The Super Bowl is still more than six months away from coming to Minneapolis. But for those involved with the planning of the event — who have the date Feb. 4, 2018, burned into their brains — the game is hurtling toward them at a high rate of speed.

They are in the business of avoiding last-minute surprises, which explains what at least a few curious folks in downtown Minneapolis saw last Thursday: the testing of NFL Network’s MediaCruiser, a portable set on wheels that will make its formal debut next month during Hall of Fame induction weekend and will be featured prominently during Thursday Night Football and then the Super Bowl.

“The impetus of it is that at every Super Bowl and NFL draft we spend a lot of hours at a site, and we build a set to suit each one,” said Dave Shaw, vice president of operations and engineering for NFL Media. “When we were looking at the Super Bowl this time, we liked the idea of potentially being able to pick this thing up and move it and make it mobile.”

So the concept was sent out for bids. The base for the MediaCruiser was built in New Berlin, Wis., while the roof was built in Los Angeles. The parts merged together to form what looks like an Airstream trailer — but one that transforms and opens up almost like a clamshell to accommodate a broadcast set.

Shaw declined to disclose the final price tag, noting only that it was more than $1 million.

“It should pay for itself in a certain amount of time,” he added.

But the NFL still wanted to see it opened up at arguably its most important venue — Minneapolis — so it was driven over from Wisconsin, parked at the corner of Nicollet Mall and 11th Street, leveled off and opened up on a sunny July morning.

The expectation is that the MediaCruiser will be parked at that exact spot starting the Monday of Super Bowl week, with the possibility of moving to a spot outside U.S. Bank Stadium as the game gets closer.

“I think we learned what kind of footprint it needs. We learned that placement is the biggest thing. There are some specific things we need to modify, but there’s nothing we can’t accomplish,” Shaw said of the test. “We’re actually very excited about it. When we open it up, it’s a nice presence and a great spot that our talent can get used to.”

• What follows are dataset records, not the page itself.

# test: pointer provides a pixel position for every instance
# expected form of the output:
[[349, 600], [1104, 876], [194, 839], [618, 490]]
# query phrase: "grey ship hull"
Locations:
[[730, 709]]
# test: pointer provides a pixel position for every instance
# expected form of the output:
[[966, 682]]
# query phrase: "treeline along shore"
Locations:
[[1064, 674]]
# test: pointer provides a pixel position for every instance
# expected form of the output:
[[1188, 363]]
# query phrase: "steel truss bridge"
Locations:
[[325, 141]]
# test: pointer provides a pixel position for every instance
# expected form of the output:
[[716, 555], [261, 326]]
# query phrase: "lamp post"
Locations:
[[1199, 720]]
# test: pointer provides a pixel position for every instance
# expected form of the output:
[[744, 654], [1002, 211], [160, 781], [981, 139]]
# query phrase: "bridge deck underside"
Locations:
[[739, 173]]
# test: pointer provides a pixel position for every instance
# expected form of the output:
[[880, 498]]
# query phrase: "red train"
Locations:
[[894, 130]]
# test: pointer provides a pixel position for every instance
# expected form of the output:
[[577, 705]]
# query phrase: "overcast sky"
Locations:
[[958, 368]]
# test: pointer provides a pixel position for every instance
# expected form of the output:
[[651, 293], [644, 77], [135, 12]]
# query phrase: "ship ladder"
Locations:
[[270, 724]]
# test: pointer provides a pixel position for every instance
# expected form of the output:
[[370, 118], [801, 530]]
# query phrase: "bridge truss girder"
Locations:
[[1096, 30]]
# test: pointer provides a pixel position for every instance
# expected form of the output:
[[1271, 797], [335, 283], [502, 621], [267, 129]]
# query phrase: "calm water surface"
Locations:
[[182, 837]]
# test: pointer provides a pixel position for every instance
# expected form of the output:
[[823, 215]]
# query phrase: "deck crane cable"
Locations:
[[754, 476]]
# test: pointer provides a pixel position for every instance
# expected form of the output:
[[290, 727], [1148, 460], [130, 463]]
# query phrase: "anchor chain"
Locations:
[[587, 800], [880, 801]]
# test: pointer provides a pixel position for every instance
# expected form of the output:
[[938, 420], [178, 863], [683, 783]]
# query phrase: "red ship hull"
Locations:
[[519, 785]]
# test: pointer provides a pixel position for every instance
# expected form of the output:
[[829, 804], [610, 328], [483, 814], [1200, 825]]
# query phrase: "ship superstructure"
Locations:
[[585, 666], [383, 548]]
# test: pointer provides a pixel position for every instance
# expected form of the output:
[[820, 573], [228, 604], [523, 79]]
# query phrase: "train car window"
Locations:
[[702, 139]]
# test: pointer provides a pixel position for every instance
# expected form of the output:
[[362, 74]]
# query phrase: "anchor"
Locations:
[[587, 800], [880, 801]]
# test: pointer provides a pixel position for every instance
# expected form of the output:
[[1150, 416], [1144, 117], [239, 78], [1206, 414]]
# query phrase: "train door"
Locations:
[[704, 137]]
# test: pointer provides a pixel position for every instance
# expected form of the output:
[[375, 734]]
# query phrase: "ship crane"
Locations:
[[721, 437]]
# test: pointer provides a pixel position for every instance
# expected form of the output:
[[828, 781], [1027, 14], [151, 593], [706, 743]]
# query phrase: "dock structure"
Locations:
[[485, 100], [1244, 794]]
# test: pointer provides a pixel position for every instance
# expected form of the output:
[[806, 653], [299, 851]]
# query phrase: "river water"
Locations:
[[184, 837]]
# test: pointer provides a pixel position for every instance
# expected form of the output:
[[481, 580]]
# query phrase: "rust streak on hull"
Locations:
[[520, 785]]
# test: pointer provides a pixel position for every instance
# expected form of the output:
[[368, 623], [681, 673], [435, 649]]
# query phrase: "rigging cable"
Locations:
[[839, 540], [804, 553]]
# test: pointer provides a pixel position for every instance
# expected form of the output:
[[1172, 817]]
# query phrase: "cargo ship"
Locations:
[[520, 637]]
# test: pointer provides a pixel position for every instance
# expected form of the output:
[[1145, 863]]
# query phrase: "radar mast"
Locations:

More pizazz will be added in the interim as well. The tow vehicle, which can also accommodate more on-camera talent, will have two giant flat screen monitors and other graphic elements.

Super Bowl host committee members seemed impressed by the rollout last week. They’ll get to see it all again a little more than six months from now.

“We’ve been working with the host committee for many months,” Shaw said. “We like to be out in front of it.”